Don't worry Ace there's lots more fish to catch.....even bigger n better ones....you'll get to start over with a new slate now
As bad as it is for me to miss her, but I miss my ex greatly. I do not care about all the **** she did, but its whatever. She is only in my dreams now.....I know I will never see her again, and sadly I am dating another girl that I keep accusing of the same **** that she (the ex) did. I need some professional help....my trust has been shot.
how long ago was this? ah man, too bad we can't all get together for a drink! All my friends at the moment are either happily single or a in a relationship!
It is just about this time when you get gobsmacked again......it will happen...patience young padwon ! DD
Funny thing is I am dating this extremely hot girl....who is 32 yrs old (7 yrs older than me) and treats me like a king.......why the hell would I still be thinking about my ex I don't know....... (new girl and I) New Girl God what is wrong with me.....I really do not want to **** this one up, my family loves her, and her family is amazing. She has everything that my ex never had......I guess I have answered my own question
Dude, seems like you are still going through some major pain. What happened in the last relationship if I might ask? How long has it been? Ouch, I was hoping time would heal me! Lol.

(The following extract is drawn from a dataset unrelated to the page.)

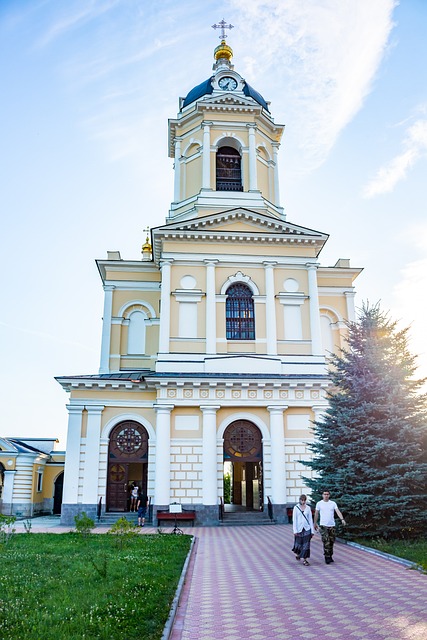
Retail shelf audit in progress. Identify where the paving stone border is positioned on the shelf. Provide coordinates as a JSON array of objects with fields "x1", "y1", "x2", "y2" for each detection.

We were engaged.....actually we had been together for 3 yrs....then she ended up sleeping with some friend of hers, because of her own insecurities. It didnt help either that I had ballooned to 320 pounds (eating alot due to depression). Well we ended up reconciling things (thought we did) and I ended up losing over 125 lbs (all on my own by the way) and the trust level between us was shot. I never forgave her for cheating, and she accused me of losing weight because I wanted to pick up girls. She didnt see that I was doing it to be healthy. Things got really bad, and we ended up parting about 6 months ago. Well she has since moved on to someone else, but ironically she did try to make my life a living hell in the process (luckily she has stopped now). We were together for roughly 5 years. This new lady has been alot of help to me, but I just cannot seem to break the habbit. I know with time I will, but I am afraid I am going to lose the best catch I have ever had.